Best of all, it has Black and Blanchett, who are having an enormously good time as the silly-serious adults in this elaborate fantasy world. Black's been here: The House with a Clock in Its Walls bears many similarities to the 2015 "autumnal horror-fantasy for children" Goosebumps, which he also starred in, with the major exception that House isn't insipid drudgery. Playing a tart-tongued purple-clad suburban witch is, near as I can tell, untrod ground for Blanchett (the film does add a tragic backstory for Mrs. Zimmerman, probably not only or even primarily for Blanchett, but it does at least give her some stuff to do that's all silent and in the back of her eyes), but it's no surprise that she nails it, finding exactly the right amount of "okay boys and girls, let's have fun" energy to shade into kitsch or camp without actually falling into either one of them, and thereby undercutting the movie (indeed, her work here is much better than the last time she played a mostly comic character in a light, playful movie, this summer's Ocean's Eight).

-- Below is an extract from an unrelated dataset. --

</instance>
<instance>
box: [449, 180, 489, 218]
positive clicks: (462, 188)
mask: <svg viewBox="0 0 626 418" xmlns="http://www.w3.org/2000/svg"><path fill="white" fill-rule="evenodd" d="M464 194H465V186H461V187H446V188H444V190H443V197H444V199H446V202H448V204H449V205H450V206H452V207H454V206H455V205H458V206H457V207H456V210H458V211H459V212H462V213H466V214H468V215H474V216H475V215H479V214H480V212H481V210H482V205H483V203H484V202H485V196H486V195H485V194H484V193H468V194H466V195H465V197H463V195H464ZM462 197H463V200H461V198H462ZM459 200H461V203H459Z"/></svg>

The two grown-ups add precisely the right energy - here upbeat, here serious - to keep the film moving in the right direction even when the actual protagonist is a bit of a blank spot; they also tend to ground the film more in fantasy than in horror. And maybe that's a good thing, maybe it's not. It does make the film a bit of a lark more than anything else. A spooky lark, with a really good haunted house, but this definitely falls more on the side of "it's fun to be scared" than "it's terrifying & cathartic to be scared". Which is fine, of course: there are few enough decent children's fantasies anyway that this is enough to stand out whatever its generic allegiances. We'll never know for sure, but I'm pretty sure if this movie came out when I was 9 years old, I'd have worn out the VHS tape re-watching it.

*This isn't, of course, mostly for the sake of the children; children, I think, are not merely able but eager to watch all manner of decapitation and gutmunching and vivisection, the gorier the better, and tell each other the most elaborately horrific tales, and be none the worse for the wear. Or perhaps I and my childhood friends were merely beastly little psychopaths, but I have no real reason to assume that was the case, even if I did grow up to become an academic.